Enterprise organizations can realize significant savings in this category due to the presence of golden-image programs, which often require substantial platform engineering time to maintain those templates. The report noted that the average savings for organizations that outsource their golden-image work is $400,000.
Another area where outsourcing CVE management can save organizations money is in compliance. On average, companies saved $278,000 annually through outsourcing. The report noted that outsourcing compliance not only saves money, but can also increase revenues by enabling companies to tap into new regulated markets.
Shifting focus can unleash business opportunity
Outsourcing CVE management can also unlock critical areas such as increased revenue, faster innovation, and decreased risks. The Chainguard report said that the average unlocked value in the health care sector was $50.4 million, while in the telecommunications sector it was $48.7 million, and it totaled $32.2 million in the consumer and commerce sector.
Despite the benefits of outsourcing CVE management, some organizations persist with in-house management. “Traditionally, that's the way it's always been done,” noted KnowBe4’s Grimes. “It was far easier to do when there were fewer [CVEs]. Old habits die hard.”
Fortra’s Reguly said that having internal resources that understand the environment and organizational needs can greatly improve your efficiency when it comes to vulnerability management. “Consulting with external experts who can help you with prioritizing and understanding risk can be beneficial, but you cannot effectively manage the risk in an environment if you don’t understand the environment," he said.
Allegro’s Walsh said that insider risk is another concern with outsourcing CVE management. “While outsourcing vulnerability and patch management would reduce internal costs, it creates another layer of insider threat risk,” she said. “The organization still needs to review the work to ensure that the contractor didn't make a mistake.”
“Even more risky, attackers can hide as — or compromise — contractors, potentially leading to a new backdoor being built into the patch.”
—Karen Walsh
Shifting focus to malware is now a requirement
The reality of vulnerability management in the age of sophisticated supply chain attacks is that it diverts attention from malware, tampering, and other modern threats. Cracks in the National Vulnerability Database (NVD) have also emerged, making the CVE system less useful.
Because modern vulnerability management relies on working from discoveries of flaws, security practitioners are likely to scramble to catch up on everything that needs to be patched. While they are doing that, security teams are likely not investing time and energy in proactive security measures that can spot software supply chain security threats before they become reality.

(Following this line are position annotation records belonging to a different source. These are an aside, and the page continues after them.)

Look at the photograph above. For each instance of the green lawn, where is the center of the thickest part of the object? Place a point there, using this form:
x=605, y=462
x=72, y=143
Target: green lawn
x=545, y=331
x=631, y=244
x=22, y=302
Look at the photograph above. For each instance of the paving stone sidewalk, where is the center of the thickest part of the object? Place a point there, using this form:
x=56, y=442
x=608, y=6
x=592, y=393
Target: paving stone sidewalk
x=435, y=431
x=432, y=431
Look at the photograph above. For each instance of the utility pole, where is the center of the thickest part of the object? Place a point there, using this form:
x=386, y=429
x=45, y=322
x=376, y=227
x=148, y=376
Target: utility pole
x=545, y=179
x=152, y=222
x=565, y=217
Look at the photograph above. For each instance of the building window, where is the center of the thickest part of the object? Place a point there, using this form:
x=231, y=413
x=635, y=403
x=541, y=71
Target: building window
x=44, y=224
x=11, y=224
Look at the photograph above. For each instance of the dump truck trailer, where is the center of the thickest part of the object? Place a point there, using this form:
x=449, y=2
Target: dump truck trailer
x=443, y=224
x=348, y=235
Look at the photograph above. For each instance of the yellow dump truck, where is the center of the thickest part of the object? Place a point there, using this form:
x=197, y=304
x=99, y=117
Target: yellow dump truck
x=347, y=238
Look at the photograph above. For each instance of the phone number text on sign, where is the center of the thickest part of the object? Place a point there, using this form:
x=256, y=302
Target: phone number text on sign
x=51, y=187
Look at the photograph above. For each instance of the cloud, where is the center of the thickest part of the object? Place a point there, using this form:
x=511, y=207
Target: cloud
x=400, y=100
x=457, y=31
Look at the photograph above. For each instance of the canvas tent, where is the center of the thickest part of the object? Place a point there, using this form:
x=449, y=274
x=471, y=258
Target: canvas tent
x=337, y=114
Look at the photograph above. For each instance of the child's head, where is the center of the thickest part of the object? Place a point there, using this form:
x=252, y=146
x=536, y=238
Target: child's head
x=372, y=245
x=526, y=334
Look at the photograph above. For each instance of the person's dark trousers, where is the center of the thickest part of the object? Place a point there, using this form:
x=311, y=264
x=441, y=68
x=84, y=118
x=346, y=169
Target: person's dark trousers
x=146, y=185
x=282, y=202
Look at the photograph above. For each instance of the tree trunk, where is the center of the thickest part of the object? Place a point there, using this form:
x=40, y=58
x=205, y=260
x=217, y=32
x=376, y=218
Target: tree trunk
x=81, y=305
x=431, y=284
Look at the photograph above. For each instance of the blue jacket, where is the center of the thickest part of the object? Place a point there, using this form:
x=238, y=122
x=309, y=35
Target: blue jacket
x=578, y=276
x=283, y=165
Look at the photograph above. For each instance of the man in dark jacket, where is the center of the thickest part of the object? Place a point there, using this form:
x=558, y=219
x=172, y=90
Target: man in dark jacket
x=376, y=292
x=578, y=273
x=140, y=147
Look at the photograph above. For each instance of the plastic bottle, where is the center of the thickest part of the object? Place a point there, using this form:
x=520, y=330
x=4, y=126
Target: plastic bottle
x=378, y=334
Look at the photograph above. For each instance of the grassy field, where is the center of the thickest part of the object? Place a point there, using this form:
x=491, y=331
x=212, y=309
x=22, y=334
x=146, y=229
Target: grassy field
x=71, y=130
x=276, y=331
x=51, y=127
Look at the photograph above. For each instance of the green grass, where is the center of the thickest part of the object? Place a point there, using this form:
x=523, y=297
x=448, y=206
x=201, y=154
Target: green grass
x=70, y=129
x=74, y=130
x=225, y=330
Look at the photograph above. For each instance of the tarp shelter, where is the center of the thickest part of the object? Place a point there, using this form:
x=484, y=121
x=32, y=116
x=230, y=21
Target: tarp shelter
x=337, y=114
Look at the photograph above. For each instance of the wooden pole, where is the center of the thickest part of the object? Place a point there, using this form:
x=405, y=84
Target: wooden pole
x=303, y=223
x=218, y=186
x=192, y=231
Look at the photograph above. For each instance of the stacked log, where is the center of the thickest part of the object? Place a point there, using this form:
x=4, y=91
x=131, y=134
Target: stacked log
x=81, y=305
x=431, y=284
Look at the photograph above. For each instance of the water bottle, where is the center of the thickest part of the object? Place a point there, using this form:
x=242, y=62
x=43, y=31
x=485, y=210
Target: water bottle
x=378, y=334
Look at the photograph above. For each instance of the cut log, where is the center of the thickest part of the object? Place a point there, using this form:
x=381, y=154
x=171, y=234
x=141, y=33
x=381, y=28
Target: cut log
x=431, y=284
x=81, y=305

Application security (AppSec) teams trying to figure out how to go about security despite the massive changes with the NVD should consider investing in efforts that will broaden their ability to find all kinds of software supply chain security threats — not just exploitable vulnerabilities.
A new study adds force to the argument that it pays to shift from a vulnerability-centric approach. The study, by a Purdue University researcher, shows that the newer Exploit Prediction Scoring System (EPSS), which many organizations are now using to prioritize vulnerability remediation given the NVD/CVE's decline, is not as effective as previously assumed.
The study demonstrates that, like other vulnerability risk-assessment frameworks, the EPSS is useful but not a completely predictive mechanism for protecting against vulnerability-related threats.
By using a modern software supply chain security solution that harnesses the power of binary analysis and reproducible builds, AppSec teams instead focus on actionable information such as active malware, software tampering, secrets exposure, and more. These tools allow organizations to become proactive and better manage risk in an age of increasingly complex software.